Het vertrekpunt is dat Vlaanderen niet goed weet wat het met Brussel moet.
Wouters: Dat klopt. Terwijl Brussel in de volgende staatshervorming, die er hoe dan ook komt, zonder twijfel het pijnpunt wordt. Als gevolg van de zesde staatshervorming is immers een nieuwe logica in de Brusselse instellingen geslopen, waarbij gemeenschapsbevoegdheden zoals kinderbijslag en kraamgeld niet zijn overgedragen aan de Vlaamse en de Franse Gemeenschap, maar aan een Brusselse instelling: de Gemeenschappelijke Gemeenschapscommissie (GGC), die bevoegd is voor bicommunautaire aangelegenheden van gewestelijk belang. Daarmee bewandelt Brussel een nieuwe weg, die niet strookt met de institutionele architectuur die we sinds 1970 opbouwen.
Vuye: Het strikte onderscheid tussen gemeenschaps- en gewestbevoegdheden in Brussel loslaten kan heel funeste gevolgen hebben. Voortaan zullen de Franstaligen in Brussel het volkomen logisch vinden om gemeenschapsbevoegdheden aan het gewest toe te wijzen.
Maar waar zit in de praktijk het probleem? In het Verenigd College, het uitvoerend orgaan van de GGC dat die gemeenschapsbevoegdheden beheert, zitten net als in de Brusselse regering toch evenveel Vlaamse als Franstalige ministers?
Vuye: Dat klopt, maar het gaat alleen om Brusselse Vlamingen. De Vlaamse minister voor Brussel maakt wettelijk gezien ook deel uit van het GGC-college, weliswaar alleen met een raadgevende stem, maar de huidige minister voor Brussel, Sven Gatz (Open VLD), vindt het niet eens nodig om de collegevergaderingen bij te wonen.
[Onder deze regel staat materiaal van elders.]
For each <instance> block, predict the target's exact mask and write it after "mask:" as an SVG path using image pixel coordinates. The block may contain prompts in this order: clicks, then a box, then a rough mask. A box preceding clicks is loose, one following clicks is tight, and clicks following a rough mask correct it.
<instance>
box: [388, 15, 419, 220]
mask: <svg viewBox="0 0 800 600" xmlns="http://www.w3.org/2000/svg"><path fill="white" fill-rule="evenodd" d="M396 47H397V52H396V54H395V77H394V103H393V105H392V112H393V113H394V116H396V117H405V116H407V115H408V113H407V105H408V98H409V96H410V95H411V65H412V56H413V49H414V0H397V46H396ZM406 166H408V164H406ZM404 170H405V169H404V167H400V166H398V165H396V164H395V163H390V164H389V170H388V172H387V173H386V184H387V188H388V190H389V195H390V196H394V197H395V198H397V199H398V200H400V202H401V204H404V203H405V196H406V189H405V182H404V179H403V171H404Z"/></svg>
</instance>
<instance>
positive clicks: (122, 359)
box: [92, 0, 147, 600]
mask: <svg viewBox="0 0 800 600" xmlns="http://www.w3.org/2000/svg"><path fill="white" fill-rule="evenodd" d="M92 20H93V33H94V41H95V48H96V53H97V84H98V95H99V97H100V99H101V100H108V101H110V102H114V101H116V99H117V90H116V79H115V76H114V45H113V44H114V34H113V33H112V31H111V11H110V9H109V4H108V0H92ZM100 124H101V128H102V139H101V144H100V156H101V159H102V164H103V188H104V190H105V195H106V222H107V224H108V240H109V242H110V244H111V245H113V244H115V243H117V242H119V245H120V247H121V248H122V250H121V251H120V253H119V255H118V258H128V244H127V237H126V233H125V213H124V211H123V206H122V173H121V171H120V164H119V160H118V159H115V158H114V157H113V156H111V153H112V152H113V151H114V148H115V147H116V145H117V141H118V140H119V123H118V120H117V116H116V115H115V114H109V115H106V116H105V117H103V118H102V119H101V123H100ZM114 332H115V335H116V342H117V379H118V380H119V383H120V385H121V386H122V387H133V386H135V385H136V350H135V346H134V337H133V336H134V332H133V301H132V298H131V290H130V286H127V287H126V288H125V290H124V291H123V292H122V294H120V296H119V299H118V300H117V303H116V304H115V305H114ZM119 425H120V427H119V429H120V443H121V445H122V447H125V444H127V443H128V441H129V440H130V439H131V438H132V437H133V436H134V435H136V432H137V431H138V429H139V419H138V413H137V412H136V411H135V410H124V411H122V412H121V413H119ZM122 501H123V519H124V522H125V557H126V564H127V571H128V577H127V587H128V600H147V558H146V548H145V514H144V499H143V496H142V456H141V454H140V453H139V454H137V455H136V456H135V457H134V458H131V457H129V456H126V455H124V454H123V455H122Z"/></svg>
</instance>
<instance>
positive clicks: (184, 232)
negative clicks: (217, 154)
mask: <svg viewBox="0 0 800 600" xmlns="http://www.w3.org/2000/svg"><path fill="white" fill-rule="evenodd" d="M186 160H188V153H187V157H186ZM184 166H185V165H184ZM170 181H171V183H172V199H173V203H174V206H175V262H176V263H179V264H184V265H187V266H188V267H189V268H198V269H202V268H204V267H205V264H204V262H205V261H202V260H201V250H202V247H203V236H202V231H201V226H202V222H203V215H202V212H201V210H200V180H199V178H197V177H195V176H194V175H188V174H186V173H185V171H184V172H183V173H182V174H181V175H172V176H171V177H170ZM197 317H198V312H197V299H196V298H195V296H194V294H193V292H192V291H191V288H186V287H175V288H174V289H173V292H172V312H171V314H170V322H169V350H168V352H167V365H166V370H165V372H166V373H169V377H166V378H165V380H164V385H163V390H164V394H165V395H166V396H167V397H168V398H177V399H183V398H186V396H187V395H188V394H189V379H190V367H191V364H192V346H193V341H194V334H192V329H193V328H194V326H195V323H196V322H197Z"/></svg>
Het komt er dus op neer dat de regering-Bourgeois de Brusselaars maar laat begaan. Terwijl in die GGC over heel belangrijke zaken – zoals dus de Brusselse kinderbijslag – wordt beslist.
Vertrouwt u de Brusselse Vlamingen dan niet?
Vuye: De bedoeling van de GGC-constructie destijds was dat er een band zou blijven bestaan tussen Brussel en de Vlaamse en de Franse Gemeenschap. Gatz lapt dat aan zijn laars, en blijkbaar ligt het Vlaams Parlement er niet wakker van. Maar het model waarbij het bestuur van Brussel helemaal aan de Brusselaars wordt overgelaten, staat haaks op het officiële credo van het Vlaams Parlement dat Vlaanderen Brussel niet loslaat.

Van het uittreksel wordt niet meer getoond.